Your brain does a poor job at protecting you during stress. Yet we can’t eliminate stress because that is your body’s reacting to an unfavorable situation – either happening or about to happen – and any kind of discomfort.
We get stressed because we don’t anticipate things will turn out bad. So, when things get messy, or a little different from what we had expected, we feel threatened. And the result is what psychologists call, “flight or fight.”
Fight or Flight: Understanding How Stress Occurs
A looming deadline to submit an assignment given to you by your boss – whose judgment we fear – might get you all sweaty. A forthcoming job interview may also wreck a havoc, and so on. They’re both threatening conditions to be in, too. You feel this way because you’re uncertain about their outcomes.
Now, while you experience this, a region in your brain known as hypothalamus alerts your body. Then your adrenaline (a stress hormone) is pumped up which then increases your heart rate and your blood pressure, and boosts the body’s need for energy supplies. All of these happen at abnormal rates – faster this time around.
Now, the cortisol (the stress hormone) takes the driver’s seat. The level of sugar in your blood is increased and your brain also calls for more glucose. At this point nearly everything in your system starts going wrong. Your immune system is being suppressed, same with the digestive system. Nearly everything in your body is affected – including your mood.

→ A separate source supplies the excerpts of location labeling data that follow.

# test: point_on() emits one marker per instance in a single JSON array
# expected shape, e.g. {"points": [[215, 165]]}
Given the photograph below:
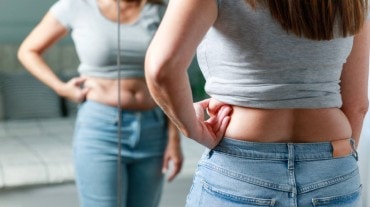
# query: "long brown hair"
{"points": [[315, 19], [156, 1]]}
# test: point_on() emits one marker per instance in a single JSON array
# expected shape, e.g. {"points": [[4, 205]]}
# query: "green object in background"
{"points": [[197, 81]]}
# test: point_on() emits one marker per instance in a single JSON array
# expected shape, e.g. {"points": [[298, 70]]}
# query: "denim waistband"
{"points": [[279, 151], [96, 107]]}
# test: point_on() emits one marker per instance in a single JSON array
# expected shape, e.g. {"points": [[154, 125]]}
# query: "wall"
{"points": [[19, 17]]}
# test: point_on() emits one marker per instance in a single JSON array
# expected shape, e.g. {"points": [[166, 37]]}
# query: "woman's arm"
{"points": [[354, 81], [42, 37], [168, 58], [173, 157]]}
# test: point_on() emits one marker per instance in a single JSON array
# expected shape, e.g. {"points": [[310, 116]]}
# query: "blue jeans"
{"points": [[144, 138], [247, 174]]}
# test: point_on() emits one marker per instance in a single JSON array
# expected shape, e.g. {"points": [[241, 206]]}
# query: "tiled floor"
{"points": [[34, 152]]}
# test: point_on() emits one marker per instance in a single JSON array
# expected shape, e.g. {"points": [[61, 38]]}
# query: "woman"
{"points": [[101, 93], [288, 87]]}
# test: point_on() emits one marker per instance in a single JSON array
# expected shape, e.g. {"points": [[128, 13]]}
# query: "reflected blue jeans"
{"points": [[247, 174], [144, 138]]}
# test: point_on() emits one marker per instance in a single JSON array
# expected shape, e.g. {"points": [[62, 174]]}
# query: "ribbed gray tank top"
{"points": [[248, 60]]}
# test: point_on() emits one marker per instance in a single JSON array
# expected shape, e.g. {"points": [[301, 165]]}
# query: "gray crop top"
{"points": [[248, 60], [95, 38]]}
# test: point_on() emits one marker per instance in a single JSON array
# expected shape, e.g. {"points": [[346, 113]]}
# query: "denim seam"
{"points": [[250, 155], [247, 179], [239, 198], [328, 182]]}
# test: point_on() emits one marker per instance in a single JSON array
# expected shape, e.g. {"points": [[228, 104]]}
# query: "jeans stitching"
{"points": [[247, 179], [328, 182]]}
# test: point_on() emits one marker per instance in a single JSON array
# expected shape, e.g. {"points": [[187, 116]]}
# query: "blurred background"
{"points": [[36, 125]]}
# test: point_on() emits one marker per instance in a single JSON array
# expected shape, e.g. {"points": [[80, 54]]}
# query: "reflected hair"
{"points": [[316, 19]]}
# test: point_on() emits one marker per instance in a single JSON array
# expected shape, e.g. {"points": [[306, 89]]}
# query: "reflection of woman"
{"points": [[294, 74], [144, 127]]}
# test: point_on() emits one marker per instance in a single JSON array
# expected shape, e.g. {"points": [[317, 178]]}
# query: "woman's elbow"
{"points": [[157, 69], [360, 109]]}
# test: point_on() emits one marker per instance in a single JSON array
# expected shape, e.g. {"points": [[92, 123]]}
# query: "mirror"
{"points": [[36, 125]]}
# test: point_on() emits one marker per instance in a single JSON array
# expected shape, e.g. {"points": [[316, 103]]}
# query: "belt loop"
{"points": [[353, 146]]}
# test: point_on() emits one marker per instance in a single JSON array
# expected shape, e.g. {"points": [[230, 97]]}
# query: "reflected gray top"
{"points": [[95, 38], [249, 60]]}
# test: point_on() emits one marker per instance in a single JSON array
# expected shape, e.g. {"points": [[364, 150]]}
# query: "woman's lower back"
{"points": [[288, 125]]}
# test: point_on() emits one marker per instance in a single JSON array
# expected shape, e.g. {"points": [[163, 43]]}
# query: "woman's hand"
{"points": [[73, 90], [210, 131]]}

Stress Is Doing More Damage To Your Health Than You Thought
The belief by many is that stress only incapacitates you while it lasts, but that would be true if we were talking about normal stress; the one that results from a panic or an ordinary threat that you experience once in a while. If stress occurs often and is left unmanaged, it becomes chronic which is, of course, fatal and does more than you can ever imagine.

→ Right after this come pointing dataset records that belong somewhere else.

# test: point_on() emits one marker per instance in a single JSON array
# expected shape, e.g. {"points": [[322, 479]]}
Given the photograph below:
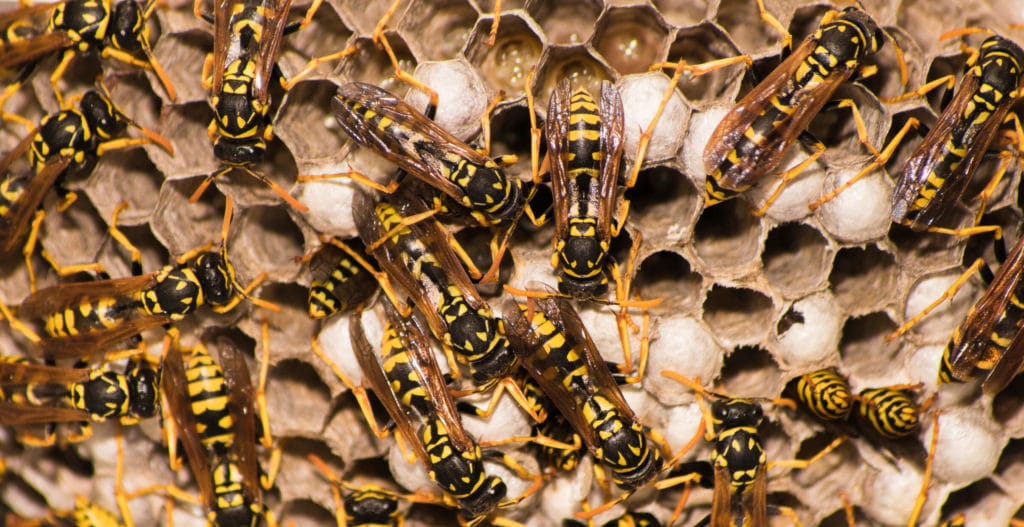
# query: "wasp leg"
{"points": [[919, 502], [978, 265], [30, 247], [881, 158], [380, 38]]}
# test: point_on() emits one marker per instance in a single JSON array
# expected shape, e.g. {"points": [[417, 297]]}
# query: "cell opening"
{"points": [[727, 234], [796, 258], [668, 275], [737, 315], [863, 279]]}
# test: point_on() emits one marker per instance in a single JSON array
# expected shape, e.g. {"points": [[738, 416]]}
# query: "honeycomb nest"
{"points": [[757, 300]]}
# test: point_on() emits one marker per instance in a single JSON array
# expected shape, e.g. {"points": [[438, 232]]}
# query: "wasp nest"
{"points": [[748, 301]]}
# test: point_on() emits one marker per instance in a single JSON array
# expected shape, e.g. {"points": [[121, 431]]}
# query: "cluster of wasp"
{"points": [[408, 269]]}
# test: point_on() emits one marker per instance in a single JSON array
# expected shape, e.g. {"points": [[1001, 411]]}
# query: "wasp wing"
{"points": [[976, 332], [556, 130], [373, 375], [243, 398], [933, 148], [528, 346], [174, 384], [269, 46], [13, 223]]}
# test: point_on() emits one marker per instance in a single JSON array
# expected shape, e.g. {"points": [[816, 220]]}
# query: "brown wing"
{"points": [[373, 375], [975, 333], [434, 237], [269, 46], [221, 40], [28, 50], [599, 378], [243, 398], [611, 154], [556, 131], [931, 150], [14, 414], [728, 132], [419, 159], [175, 387], [759, 498], [26, 372], [721, 503], [13, 224], [423, 361], [526, 345]]}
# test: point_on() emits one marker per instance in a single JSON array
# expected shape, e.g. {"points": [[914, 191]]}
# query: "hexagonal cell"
{"points": [[297, 399], [373, 66], [325, 35], [265, 238], [576, 63], [738, 316], [517, 49], [125, 176], [682, 13], [668, 275], [863, 345], [796, 259], [184, 126], [314, 140], [568, 23], [180, 225], [748, 370], [442, 28], [704, 44], [727, 235], [181, 55], [630, 38], [663, 200], [863, 278], [742, 22]]}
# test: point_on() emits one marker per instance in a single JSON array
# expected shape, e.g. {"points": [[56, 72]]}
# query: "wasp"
{"points": [[937, 173], [88, 394], [118, 31], [417, 255], [754, 136], [408, 382], [247, 42], [556, 350], [66, 139], [343, 278], [85, 317], [213, 407], [585, 145], [989, 342], [379, 120]]}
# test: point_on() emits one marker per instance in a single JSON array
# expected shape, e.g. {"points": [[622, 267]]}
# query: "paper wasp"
{"points": [[739, 464], [247, 42], [341, 281], [989, 342], [408, 382], [213, 409], [62, 141], [379, 120], [585, 145], [556, 350], [119, 31], [88, 394], [937, 173], [754, 136], [82, 318], [415, 253]]}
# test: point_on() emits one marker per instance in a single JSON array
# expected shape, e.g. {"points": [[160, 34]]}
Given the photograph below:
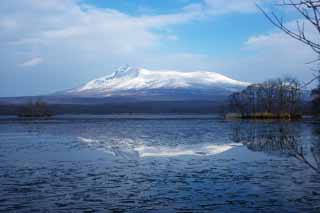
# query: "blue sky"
{"points": [[52, 45]]}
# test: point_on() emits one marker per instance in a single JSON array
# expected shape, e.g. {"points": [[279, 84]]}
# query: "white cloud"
{"points": [[32, 62], [275, 54]]}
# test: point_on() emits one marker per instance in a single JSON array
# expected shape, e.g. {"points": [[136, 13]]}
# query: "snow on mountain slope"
{"points": [[129, 79]]}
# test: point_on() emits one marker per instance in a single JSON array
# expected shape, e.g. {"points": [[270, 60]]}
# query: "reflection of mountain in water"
{"points": [[128, 149], [279, 139]]}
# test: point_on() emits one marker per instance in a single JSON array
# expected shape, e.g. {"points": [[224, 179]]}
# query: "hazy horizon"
{"points": [[50, 46]]}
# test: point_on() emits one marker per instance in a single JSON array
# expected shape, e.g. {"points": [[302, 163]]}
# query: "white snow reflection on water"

The World Health Organization has labeled stress the “health epidemic of the 21st century.”  According to the Centre for Disease Control/National Institute for Occupational Safety & Health , 110 million people die of causes that are directly linked to stress. We have gotten used to stress, and many are blind to how much damage unmanaged chronic stress can cause. Now it’s the time to really look into the problem and try to fix it as soon as possible before it causes too much harm to your body.